Court proceedings for a man charged with attempted murder, arson and vandalism in an incident in which the Department of Human Services building in Delano was damaged were suspended Monday when his defense attorney raised doubts about his client's competence to stand trial.
Hearings were put on hold until Oct. 12 for defendant Alejandro Rodriguez Mendoza, 30, to be evaluated by a doctor, Assistant District Attorney Joseph Kinzel wrote in an email.
The defendant was booked into the Kern County Sheriff's jail with the last name Rodriguez. But he was charged using the last name Mendoza.
According to Delano Police Department reports filed in Kern County Superior Court, Mendoza hurled rocks at the glass windows of Delano’s Department of Human Services building, causing them to shatter. Police stated that he walked inside and warned everyone to leave because he was going to “burn the place up,” according to the report filed in court. He watched two people flee and began dousing the lobby in gasoline, the documents said.
Then, Mendoza used napkins to start a fire, the documents say.
The police report noted Mendoza sought to start the fire to trap employees and ensure escape was impossible. Investigators also claim Mendoza had the “means to create an incendiary device,” the court documents said.
The whole office — about 25 employees — escaped uninjured, said Jana Slagle, the public information officer for the Kern County Department of Human Services. Front office staff members witnessed the attacks, altered everyone to evacuate and called 911, she said.

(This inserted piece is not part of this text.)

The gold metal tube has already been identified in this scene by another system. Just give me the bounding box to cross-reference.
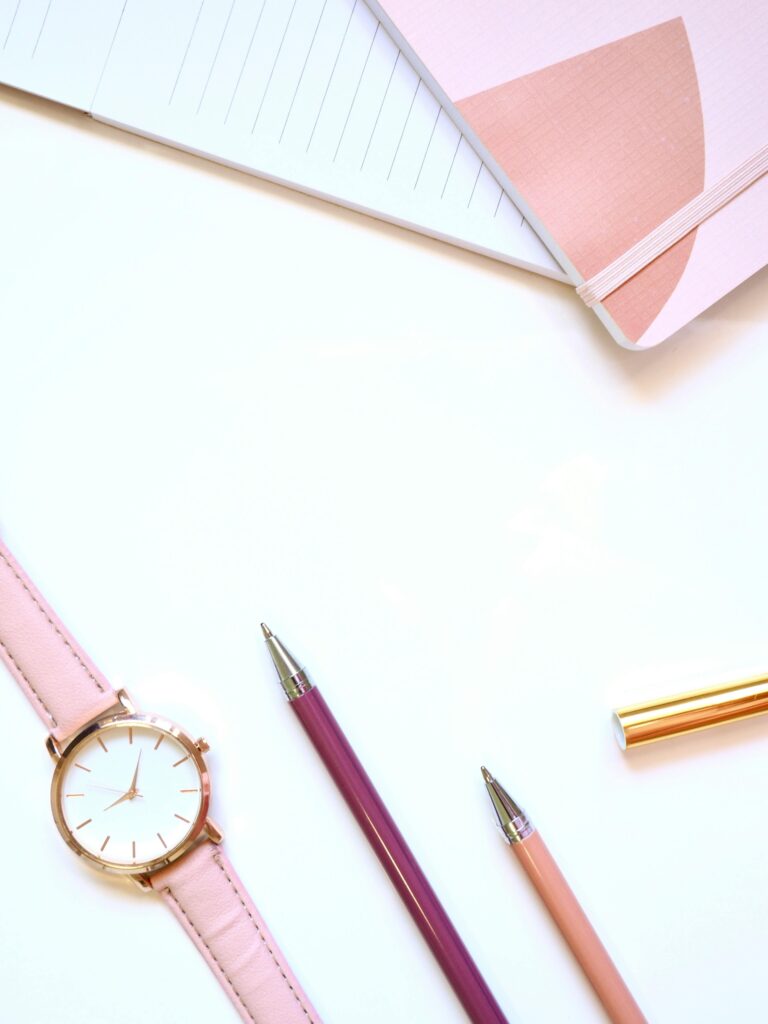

A nearby California Department of Corrections and Rehabilitation officer detained the suspect before a Delano police officer arrived, according to court documents. The building sustained substantial damage and is closed for repairs, Slagle said.
“It was quite … shocking that someone would do that,” Slagle added.
The Kern County Fire Department Arson Unit will assist with the investigation, according to a Delano Police Department news release.
Mendoza claimed he targeted the building because he had problems with the government, according to the Delano Police report filed in court. Additionally, he warned police that if let go, he would target the DMV and set it on fire, the documents said.
Though no employees suffered any physical injuries, several workers — especially the workers who witnessed Mendoza’s actions firsthand — still needed time to process their emotions, Slagle said. Human Services had a critical incident stress management, or a peer support group meeting, the next workday, Slagle added.
“They were shaken up,” Slagle added. “It was scary for them to see that. It was very healthy and healing for them to get all that out.”